嫉妬狂い
どうすれば、彼女は自分を見るようになる?
視界も、思考も、自分中心になるだろうか?
気に食わない男と並んでいる姿など見ていられるわけもなく、早々に屋敷へと戻った。
「黒無常、驚きましたね。まさかあんな姿を見るとは。」
「あぁ、本当に。特別は俺達じゃないのか?」
「僕達に決まっているでしょう。おかしいな、それだとあの男は?」
「…考えるだけ無駄だと思わないか?」
「なら、どうしろと?」
「そんなの簡単だろ。直接俺達の者だと刻めばいい。」
「…なるほど、それは良い。いや、それしかない。」
そうすれば、否応なしに視線も思考も逃げることができなくなる。
そうとなれば…帰ってきたらさっそく実行するしかない。
今日も楽しかったなぁ。
あの人とは前回にも博雅様の紹介で、席が一緒になって…
今回は一人で来たけど、あちらも一人だったなんて。
それに博雅様のお知り合いともあって、陰陽師の仕事についてたくさん教えてもらえた。
忙しく、天才的な晴明様にはなかなか聞けない事も、たくさん教えてもらった。
博雅様には感謝しないと。
陽気な気分で部屋の襖を開ければ、目の前に大きな影。
「ひぁっ…!?む、無常様…?!」
「あぁ、おかえり、みこ。
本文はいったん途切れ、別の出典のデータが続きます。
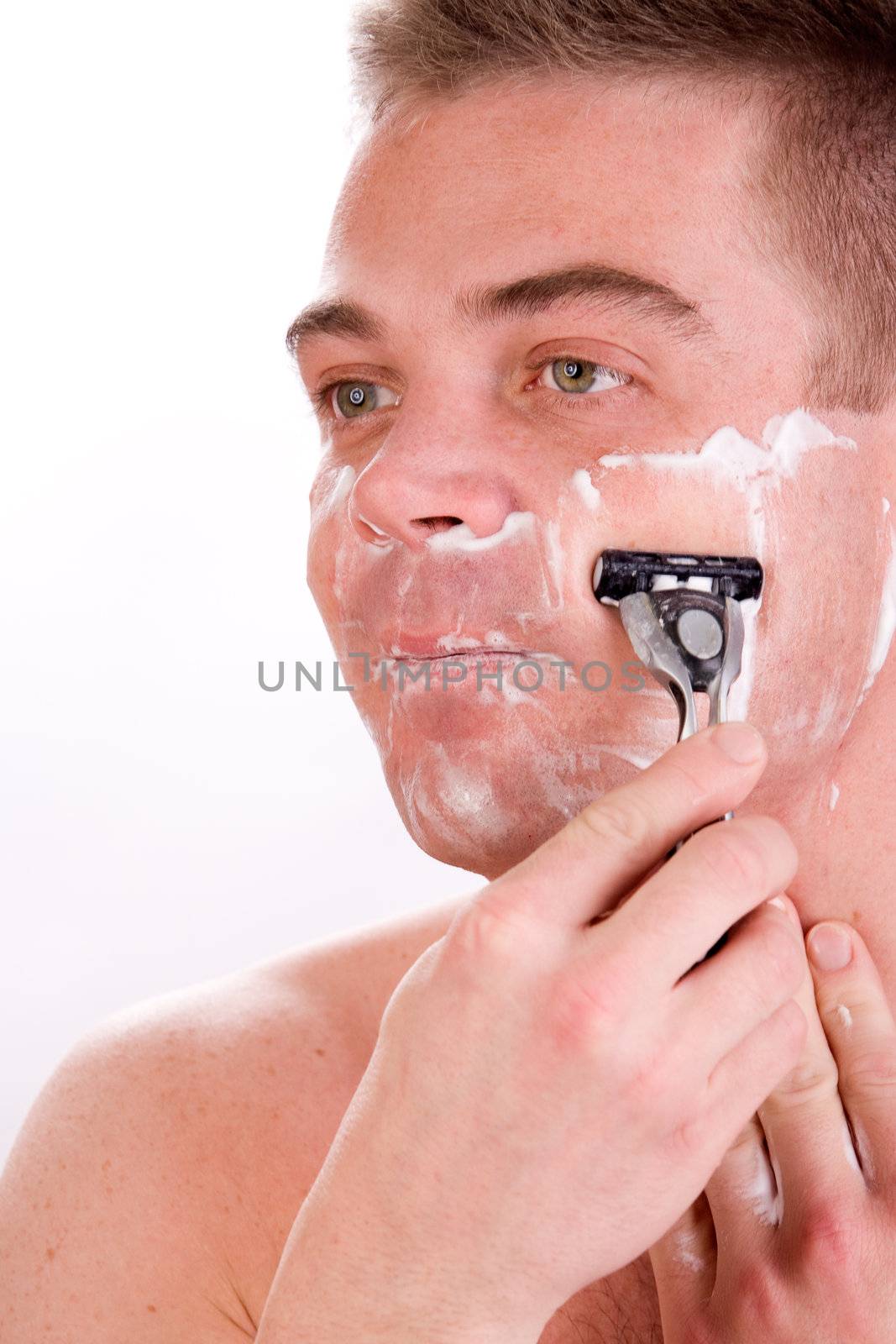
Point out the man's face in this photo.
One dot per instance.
(469, 413)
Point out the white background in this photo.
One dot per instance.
(168, 179)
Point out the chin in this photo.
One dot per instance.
(483, 815)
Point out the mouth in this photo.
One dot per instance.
(465, 654)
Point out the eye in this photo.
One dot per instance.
(351, 400)
(582, 375)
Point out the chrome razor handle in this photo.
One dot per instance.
(689, 642)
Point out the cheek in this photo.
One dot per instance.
(822, 538)
(828, 550)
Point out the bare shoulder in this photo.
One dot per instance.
(159, 1173)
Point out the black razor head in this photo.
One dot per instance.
(620, 573)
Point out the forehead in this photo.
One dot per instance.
(644, 176)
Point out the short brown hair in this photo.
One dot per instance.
(822, 74)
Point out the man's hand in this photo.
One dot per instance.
(806, 1250)
(546, 1097)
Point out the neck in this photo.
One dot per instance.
(848, 853)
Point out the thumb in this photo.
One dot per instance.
(684, 1267)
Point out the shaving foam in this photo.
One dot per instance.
(463, 538)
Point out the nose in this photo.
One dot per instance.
(406, 496)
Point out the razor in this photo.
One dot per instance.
(683, 617)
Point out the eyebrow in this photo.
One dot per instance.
(519, 299)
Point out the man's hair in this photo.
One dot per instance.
(821, 74)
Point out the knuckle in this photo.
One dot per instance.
(762, 1299)
(486, 932)
(652, 1085)
(812, 1079)
(832, 1231)
(689, 1137)
(732, 858)
(871, 1073)
(783, 958)
(584, 1010)
(617, 823)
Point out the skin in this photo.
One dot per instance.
(473, 438)
(504, 183)
(212, 1115)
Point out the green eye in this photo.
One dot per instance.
(354, 400)
(582, 375)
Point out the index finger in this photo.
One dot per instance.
(589, 866)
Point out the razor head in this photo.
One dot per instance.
(621, 573)
(683, 617)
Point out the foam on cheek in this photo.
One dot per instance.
(886, 618)
(586, 490)
(732, 461)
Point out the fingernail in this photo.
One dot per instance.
(741, 743)
(829, 948)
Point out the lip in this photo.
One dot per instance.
(479, 655)
(429, 645)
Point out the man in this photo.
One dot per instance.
(574, 248)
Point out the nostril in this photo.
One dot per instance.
(379, 535)
(438, 524)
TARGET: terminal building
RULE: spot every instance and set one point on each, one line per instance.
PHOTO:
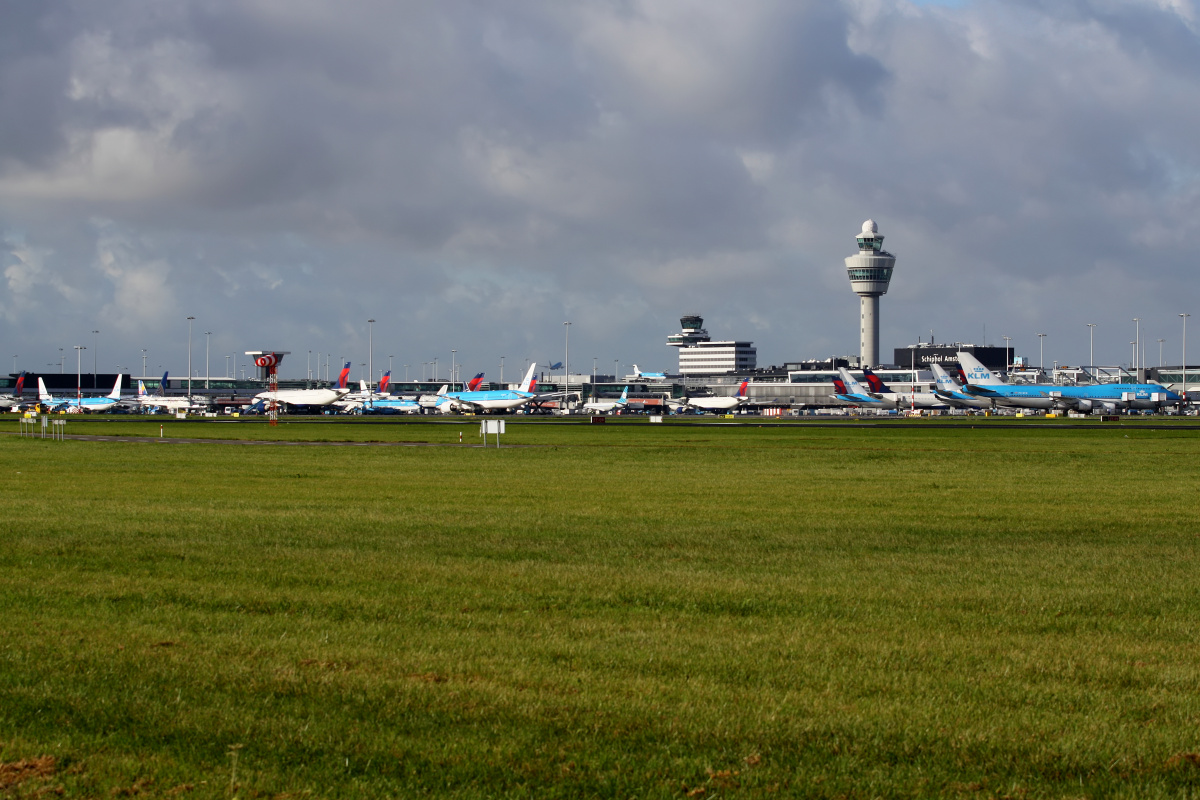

随分とご機嫌そうだな。」
「待っていましたよ、みこさま。お久しぶりですね。」
「は、はい…部屋の灯り、つけても大丈夫でしたのに…」
「すみません、僕達にとってはあまり変わりないので。そうですか、日は暮れたのですね。」
「…?いつ、いらっしゃったんですか?随分と待たせてしまったみたいで、申し訳ないです…」
「別に気にするなよ。みこが男と楽しげに話してる姿見てから、ずっと待ってたんだ。」
「……え…?」
「我々という存在がありながら…どうやら飽き足りなかったようで。」
「え、えっと……無常様…?」
「俺達、契約を結んだ仲だろう?なぁ、『みこ』?」
「……っ!!?」
「酷いじゃねぇか。あんなにも忠義を見せて、尽くしてやってるのに…」
何となく様子がいつもと違うと思っていた。
のに、黒無常様に名前を呼ばれてから、体が金縛りにあって動かない。
これが呪…!?
「俺はみこを愛してる…そうじゃなきゃ契約なんて結ぶもんか。」
「僕もみこ…貴女を愛しています。貴女も僕達を慕うからこそ、契約したのでしょう?」
「む、無常様……どうしたんですか…?」
「どうも、何も。」
我々という存在がいながら、他の男を見るとは許せない、ただそれだけだ。